# DIY Power Drawbar (hydraulic)



## spumco (Sep 25, 2017)

Ok, so the question just came up in the TTS toolholder thread about a PDB I made for my CNC mill.  Figured I'd avoid muddying the TTS thread and post details here.

_*Hang on, this is going to be staggeringly long.  "TLDR" doesn't even touch it...*_

First - basic concept is similar to other push-type drawbars.  A stack of belleville spring washers bears against the underside of a drawbar washer and the spindle top.  This puts tension on the drawbar, drawing the collet up in to the spindle taper.  Pre-load is set by tightening the drawbar to a certain torque.  Same advantages & disadvantages as similar systems with no pull stud as on 'grown-up' commercial machines with CAT40 or similar spindles.

Second - I went with this design because I simply didn't have room for a traditional 3-stage air cylinder right on top of the spindle.  I replaced the spindle motor with a massive lump and ran out of real estate right over the spindle.  A traditional arrangement would have been about 2 feet tall to clear the motor.  So I needed an off-set lever arrangement, but I didn't want to hang a giant 6" air cylinder off the head, nor did I want to pay the $300-$400 for a 3-stage cylinder.

Using an air over hydraulic arrangement means you can get serious pressure using a small, cheap air cylinder running at low air pressure and low volume.

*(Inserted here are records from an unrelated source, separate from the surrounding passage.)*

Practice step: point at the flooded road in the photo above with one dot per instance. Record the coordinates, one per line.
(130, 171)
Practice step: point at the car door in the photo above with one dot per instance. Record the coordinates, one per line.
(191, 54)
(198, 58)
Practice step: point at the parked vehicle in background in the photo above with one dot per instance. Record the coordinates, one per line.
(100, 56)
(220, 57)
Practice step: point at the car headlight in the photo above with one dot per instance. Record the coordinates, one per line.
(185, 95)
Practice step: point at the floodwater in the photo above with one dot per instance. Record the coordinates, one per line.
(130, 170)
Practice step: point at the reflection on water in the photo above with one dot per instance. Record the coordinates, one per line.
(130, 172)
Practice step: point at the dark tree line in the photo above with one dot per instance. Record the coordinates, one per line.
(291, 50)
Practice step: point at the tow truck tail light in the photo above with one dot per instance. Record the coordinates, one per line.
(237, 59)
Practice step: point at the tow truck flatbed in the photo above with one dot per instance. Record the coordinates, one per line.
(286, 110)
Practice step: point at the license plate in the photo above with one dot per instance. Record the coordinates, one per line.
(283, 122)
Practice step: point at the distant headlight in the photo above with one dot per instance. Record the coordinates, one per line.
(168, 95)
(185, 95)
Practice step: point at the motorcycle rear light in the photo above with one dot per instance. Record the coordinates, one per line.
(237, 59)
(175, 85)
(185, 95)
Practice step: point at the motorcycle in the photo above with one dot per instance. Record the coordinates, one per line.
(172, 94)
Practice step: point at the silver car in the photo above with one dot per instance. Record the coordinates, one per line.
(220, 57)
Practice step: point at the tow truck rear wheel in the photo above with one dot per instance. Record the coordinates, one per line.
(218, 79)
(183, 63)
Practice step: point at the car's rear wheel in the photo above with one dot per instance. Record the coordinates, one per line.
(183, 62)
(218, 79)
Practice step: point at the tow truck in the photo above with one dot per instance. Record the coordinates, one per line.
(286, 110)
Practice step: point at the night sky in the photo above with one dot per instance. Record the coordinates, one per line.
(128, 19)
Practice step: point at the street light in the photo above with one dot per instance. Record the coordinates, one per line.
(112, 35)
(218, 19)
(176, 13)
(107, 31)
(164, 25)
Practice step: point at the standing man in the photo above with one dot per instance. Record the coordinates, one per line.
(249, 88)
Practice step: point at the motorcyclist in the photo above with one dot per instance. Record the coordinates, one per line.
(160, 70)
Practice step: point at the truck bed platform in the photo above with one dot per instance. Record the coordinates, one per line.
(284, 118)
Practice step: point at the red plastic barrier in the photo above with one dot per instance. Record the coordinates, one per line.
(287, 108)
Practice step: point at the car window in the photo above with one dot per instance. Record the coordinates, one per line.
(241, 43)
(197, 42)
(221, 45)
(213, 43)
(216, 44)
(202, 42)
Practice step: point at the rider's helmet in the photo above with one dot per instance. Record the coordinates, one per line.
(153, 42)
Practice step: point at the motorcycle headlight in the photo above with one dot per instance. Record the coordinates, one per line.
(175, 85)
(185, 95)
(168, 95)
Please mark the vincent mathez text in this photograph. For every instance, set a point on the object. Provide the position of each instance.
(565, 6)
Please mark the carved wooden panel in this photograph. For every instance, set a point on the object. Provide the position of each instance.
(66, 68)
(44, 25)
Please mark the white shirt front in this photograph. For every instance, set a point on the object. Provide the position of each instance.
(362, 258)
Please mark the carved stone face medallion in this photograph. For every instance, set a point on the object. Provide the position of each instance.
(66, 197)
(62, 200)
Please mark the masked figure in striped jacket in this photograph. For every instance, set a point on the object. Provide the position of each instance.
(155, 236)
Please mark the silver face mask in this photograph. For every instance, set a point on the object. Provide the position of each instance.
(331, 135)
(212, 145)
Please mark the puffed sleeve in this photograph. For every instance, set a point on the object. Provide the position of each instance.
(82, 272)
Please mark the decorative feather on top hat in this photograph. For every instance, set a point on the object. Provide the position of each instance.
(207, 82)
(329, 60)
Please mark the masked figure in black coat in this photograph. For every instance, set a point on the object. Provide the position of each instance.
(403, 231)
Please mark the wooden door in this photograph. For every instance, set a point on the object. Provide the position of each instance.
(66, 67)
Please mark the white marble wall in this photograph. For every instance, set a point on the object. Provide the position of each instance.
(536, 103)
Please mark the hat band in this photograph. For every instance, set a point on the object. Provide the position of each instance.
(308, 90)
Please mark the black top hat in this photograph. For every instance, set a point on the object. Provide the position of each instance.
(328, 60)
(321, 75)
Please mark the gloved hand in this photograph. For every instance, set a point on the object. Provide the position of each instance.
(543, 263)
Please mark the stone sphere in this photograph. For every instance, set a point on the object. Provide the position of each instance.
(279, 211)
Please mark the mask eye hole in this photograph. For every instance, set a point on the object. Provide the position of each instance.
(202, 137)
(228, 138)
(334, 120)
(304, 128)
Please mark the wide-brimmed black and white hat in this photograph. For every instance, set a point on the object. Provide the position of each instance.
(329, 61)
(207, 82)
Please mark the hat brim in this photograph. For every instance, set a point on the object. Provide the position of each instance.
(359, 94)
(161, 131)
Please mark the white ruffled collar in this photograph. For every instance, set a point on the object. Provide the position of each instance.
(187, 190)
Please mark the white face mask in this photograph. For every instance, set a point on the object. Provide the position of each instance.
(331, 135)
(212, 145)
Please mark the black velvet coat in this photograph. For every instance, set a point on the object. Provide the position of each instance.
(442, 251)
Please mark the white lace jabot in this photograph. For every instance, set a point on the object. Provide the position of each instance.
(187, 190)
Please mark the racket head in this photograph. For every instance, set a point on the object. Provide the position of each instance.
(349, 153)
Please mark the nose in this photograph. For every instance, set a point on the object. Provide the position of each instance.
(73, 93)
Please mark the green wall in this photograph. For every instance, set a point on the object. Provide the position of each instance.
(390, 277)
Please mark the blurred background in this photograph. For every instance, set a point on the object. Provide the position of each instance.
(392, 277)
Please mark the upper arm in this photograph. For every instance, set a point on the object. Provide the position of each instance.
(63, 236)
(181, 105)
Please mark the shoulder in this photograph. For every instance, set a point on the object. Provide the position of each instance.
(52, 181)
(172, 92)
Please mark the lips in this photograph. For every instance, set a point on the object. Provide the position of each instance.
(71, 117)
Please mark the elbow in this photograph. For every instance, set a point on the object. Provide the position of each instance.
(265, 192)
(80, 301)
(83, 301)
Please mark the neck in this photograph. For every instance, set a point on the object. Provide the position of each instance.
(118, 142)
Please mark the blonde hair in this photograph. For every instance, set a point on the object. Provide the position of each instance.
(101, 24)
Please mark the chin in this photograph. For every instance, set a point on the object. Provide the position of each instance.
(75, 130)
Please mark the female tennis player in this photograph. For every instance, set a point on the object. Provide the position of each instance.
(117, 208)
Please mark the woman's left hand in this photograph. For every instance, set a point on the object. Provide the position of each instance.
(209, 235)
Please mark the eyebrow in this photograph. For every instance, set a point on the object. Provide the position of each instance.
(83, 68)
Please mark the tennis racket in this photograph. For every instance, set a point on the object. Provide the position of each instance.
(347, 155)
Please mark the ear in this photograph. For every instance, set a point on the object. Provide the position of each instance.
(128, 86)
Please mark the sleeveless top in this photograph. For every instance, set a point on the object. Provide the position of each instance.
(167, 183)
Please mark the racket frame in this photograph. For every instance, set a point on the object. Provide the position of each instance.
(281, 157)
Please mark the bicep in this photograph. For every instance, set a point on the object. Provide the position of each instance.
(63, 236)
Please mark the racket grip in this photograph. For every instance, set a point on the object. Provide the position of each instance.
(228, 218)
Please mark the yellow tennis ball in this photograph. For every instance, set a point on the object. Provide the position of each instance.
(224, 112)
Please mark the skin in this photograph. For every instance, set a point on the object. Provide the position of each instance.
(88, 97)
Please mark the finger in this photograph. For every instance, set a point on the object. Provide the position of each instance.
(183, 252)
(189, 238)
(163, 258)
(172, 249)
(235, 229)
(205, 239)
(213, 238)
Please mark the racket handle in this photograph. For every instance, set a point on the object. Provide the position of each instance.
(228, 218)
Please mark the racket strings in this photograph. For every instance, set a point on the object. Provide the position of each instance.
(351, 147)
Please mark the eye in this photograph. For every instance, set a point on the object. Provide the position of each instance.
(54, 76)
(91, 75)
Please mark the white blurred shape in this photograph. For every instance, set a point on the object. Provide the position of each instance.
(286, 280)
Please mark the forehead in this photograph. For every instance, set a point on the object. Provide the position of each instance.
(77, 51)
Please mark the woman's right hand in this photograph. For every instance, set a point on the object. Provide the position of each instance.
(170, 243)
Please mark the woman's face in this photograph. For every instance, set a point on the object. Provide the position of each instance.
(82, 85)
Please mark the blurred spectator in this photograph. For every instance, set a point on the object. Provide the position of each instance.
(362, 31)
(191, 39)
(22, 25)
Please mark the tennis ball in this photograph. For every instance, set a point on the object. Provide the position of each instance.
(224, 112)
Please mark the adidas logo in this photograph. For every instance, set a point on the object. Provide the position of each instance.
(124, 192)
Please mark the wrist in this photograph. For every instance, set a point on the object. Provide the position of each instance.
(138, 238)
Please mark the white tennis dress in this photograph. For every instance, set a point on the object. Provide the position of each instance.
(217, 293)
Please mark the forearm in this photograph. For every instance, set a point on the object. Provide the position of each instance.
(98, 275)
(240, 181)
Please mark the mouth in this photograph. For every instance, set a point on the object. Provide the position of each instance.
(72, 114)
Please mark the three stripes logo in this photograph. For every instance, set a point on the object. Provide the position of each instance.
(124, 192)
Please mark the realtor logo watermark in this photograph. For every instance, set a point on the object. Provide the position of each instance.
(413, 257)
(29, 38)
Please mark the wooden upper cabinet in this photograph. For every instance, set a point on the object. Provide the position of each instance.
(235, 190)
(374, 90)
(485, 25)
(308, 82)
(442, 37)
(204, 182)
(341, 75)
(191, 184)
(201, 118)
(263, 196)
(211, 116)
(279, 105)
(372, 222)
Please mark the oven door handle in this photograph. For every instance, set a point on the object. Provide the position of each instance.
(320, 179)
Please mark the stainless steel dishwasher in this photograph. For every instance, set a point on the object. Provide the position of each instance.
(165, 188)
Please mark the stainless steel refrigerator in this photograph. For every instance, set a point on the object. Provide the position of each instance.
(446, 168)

Third - there are other options besides push-type PDB's.  I didn't want an impact gun thing because I would like an ATC eventually.  I needed something that could be controlled by the computer.   There's another arrangement for the Novakon mills that uses a stepper motor and gearbox to torque the drawbar - it's way, _way_ slick.  But it's expensive and by the time I integrated it on to my non-Novakon mill I'd probably have more work in it than with my current arrangement.

Components:
1. Spindle is standard R8 taper, cartridge type.  Double angular contact bearings at bottom, nothing special.  Top is threaded for the pulley retaining nut with some oddball metric fine thread.  Single timing belt pulley, no gears, although I'm sure someone with a stock gear-head mill could accomplish the same basic thing.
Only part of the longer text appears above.